Jefferson let very few people know he had created his edited volume of scripture, so there is little reason he would have created it except for his own use. Whether his personal use could be described as devotional, I couldn’t say. However, one remarkable the thing the book reveals is just how much Jefferson thought about the nature of the Gospels and the figure of Jesus. It puts the attacks on his religiosity he endured during the election of 1800 in an entirely new light. Some said Jefferson would confiscate Bibles if elected but in fact throughout his entire life he pursued an engagement with scripture that was at once critical and deeply interested in understanding.
In Mere Christianity, C.S. Lewis suggested that based on the New Testament gospels, Jesus was either “the Son of God, or else a madman and something worse.” Lewis found it ridiculous to suggest – as did Jefferson – that Jesus was a great moral teacher. You do not endorse Lewis’s conclusion in your analysis, but you do suggest that Jefferson’s unshackling of Jesus’s ethics from the miraculous elements of the gospels create other problems. Specifically, you contend that in Jefferson’s hands, Jesus comes across “as not particularly Christlike.” What do you mean?
Jefferson was convinced all the astonishing things the New Testament says Jesus did that made him a marvel to some and a threat to others were fictions. Whether or not this is true as a matter of history, Jefferson did not sufficiently account for the fact that the miraculous nature of Jesus’s ministry is integral to the Gospel narratives. They simply do not make sense without it. One example I cite in the book is the curious moment in the Life and Morals when Jesus talks about healing in the presence of someone who needs to be healed, and then suggests he has the ability to do so. In the Gospel account, the narrative build-up is all about putting Jesus in a position where he can show his power, but ultimately in Jefferson’s edit, he does nothing! This stymies the story in a couple ways: First, if no healing takes place, neither the one who might have been healed nor those who might have witnessed it are given something and someone to believe in and talk about. Second, and perhaps more importantly in terms of narrative logic, without such displays of otherworldly power, there is no reason presented for worldly powers to find Jesus sufficiently threatening that he would be crucified. Without Jesus acting like the son of God, the story just falls apart. Certainly there have been literary attempts to tell a fully human story of Jesus that solve this problem, but working only with the text of the Gospels as raw material, Jefferson crafts a Jesus that may be even harder to believe in.
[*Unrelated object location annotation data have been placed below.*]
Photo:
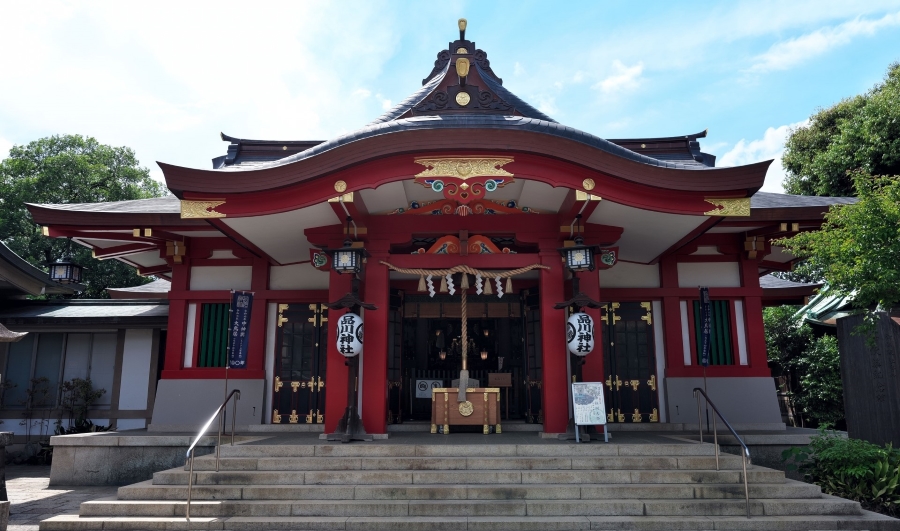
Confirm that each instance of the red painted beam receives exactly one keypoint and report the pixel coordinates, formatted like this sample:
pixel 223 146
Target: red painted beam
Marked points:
pixel 105 253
A book’s biography includes not just its inspiration and initial creation, but its reception and interpretation. Why have Americans disagreed so vigorously about the meaning of this book?
It may be because so many who have expressed an opinion about the Life and Morals of Jesus of Nazareth haven’t actually taken the time to read it or the personal letters Jefferson left behind explaining what he did and why. Jefferson’s project was fairly straightforward, and very much of his time in terms of hoping to reconcile Christianity with the Enlightenment, yet people in every generation have contorted themselves to find ways his concerns mirrored their own. This is perhaps inevitable: even calling it “the Jefferson Bible” combines two highly contested symbols; both Jefferson and the Bible separately serve as screens on which we project our understandings of history, faith, America, etc. The two together are just too potent not to do the same.
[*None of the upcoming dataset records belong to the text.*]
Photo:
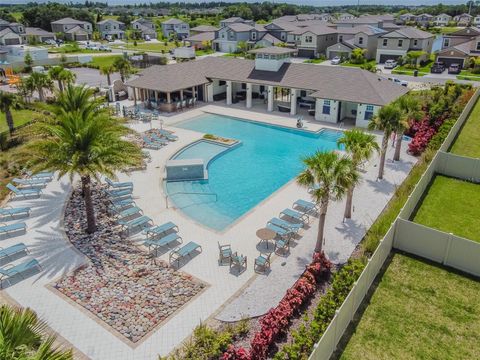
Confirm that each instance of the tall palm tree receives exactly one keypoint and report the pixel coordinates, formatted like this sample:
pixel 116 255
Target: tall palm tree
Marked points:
pixel 108 70
pixel 386 120
pixel 84 141
pixel 330 175
pixel 360 146
pixel 39 81
pixel 22 336
pixel 9 101
pixel 410 109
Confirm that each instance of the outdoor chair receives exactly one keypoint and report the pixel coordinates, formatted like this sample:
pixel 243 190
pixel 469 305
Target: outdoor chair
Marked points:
pixel 262 261
pixel 11 270
pixel 179 253
pixel 225 252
Jefferson once described himself as a “real Christian.” What did he mean by that statement?
The way he explained this himself was that to be a “real Christian” meant to be “a disciple of the doctrines of Jesus.” Note that he does not say a disciple of Jesus, but rather of his doctrines. For Jefferson, the moral teachings found in the Gospels were what was worthy of study and emulation, rather than a fixation on the man himself, particularly of this fixation amounted to deification. Jefferson also intended his claim to be a “real Christian” as simultaneously a charge that others were not. He felt that Christians of his day, who called him an infidel and worse, were in fact practitioners of a religious system that would have been unrecognizable to Jesus himself.
I love your discussion of Cyrus Adler, who purchased the Life and Morals for the Smithsonian. Adler evidenced a longstanding interest in the broad history of religion and especially in particular American contributions to religion. In your work at the Smithsonian, do you see yourself as continuing in Adler’s vein or departing from it?
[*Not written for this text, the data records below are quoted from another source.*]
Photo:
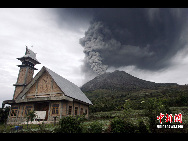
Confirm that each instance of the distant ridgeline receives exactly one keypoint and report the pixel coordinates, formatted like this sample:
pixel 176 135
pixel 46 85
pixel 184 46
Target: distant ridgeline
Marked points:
pixel 120 80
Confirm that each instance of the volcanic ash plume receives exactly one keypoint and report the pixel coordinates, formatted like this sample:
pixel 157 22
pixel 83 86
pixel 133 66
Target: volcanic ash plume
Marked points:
pixel 92 42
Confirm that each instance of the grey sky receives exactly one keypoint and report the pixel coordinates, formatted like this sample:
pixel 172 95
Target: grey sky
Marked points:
pixel 79 43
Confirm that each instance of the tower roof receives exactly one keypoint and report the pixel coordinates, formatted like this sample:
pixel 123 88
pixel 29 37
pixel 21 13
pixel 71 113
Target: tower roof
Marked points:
pixel 29 54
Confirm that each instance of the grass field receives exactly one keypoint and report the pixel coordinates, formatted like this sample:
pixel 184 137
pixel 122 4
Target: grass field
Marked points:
pixel 102 117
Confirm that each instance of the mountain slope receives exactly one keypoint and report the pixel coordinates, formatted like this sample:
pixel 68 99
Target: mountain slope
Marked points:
pixel 120 80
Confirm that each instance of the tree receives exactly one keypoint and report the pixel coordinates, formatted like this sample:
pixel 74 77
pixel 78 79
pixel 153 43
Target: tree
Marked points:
pixel 153 108
pixel 4 114
pixel 30 116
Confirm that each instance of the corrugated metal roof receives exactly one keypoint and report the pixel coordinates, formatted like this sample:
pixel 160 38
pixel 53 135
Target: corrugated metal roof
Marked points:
pixel 68 87
pixel 31 54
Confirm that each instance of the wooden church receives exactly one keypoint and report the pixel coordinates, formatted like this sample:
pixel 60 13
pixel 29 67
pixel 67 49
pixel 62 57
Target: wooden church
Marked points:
pixel 48 94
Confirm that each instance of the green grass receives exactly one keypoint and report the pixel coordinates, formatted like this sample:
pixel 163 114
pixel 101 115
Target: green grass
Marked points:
pixel 103 117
When I became the Curator of Religion at the National Museum of American History in 2016 I may have harbored some Indiana Jones fantasies about what my work might entail, but since learning of Cyrus Adler – which I did in my first few days on the job – he has been my role model, and maybe even my patron saint. Beginning in the 1890s he built a collection at the US National Museum that spoke to religion as a subject of both global significance and vital national interest. As importantly, he had strong views that in the US we should not consider religion in terms of majority vs minority traditions, but that each community’s rights and freedoms are the equal of any other, regardless of demographics. Much of my own research and writing, like my 2015 book One Nation Under Gods, has focused on the out-sized and enduring influence of smaller religious traditions in America, so Adler’s approach was right up my alley. Of course, I may be guilty of reading into his legacy echoes of the kinds of work I try to do, just as so many have done with Jefferson and his Bible, but Adler’s success demonstrating the enduring relevance of the history of religion both inside and outside the museum is something to which I continue to aspire.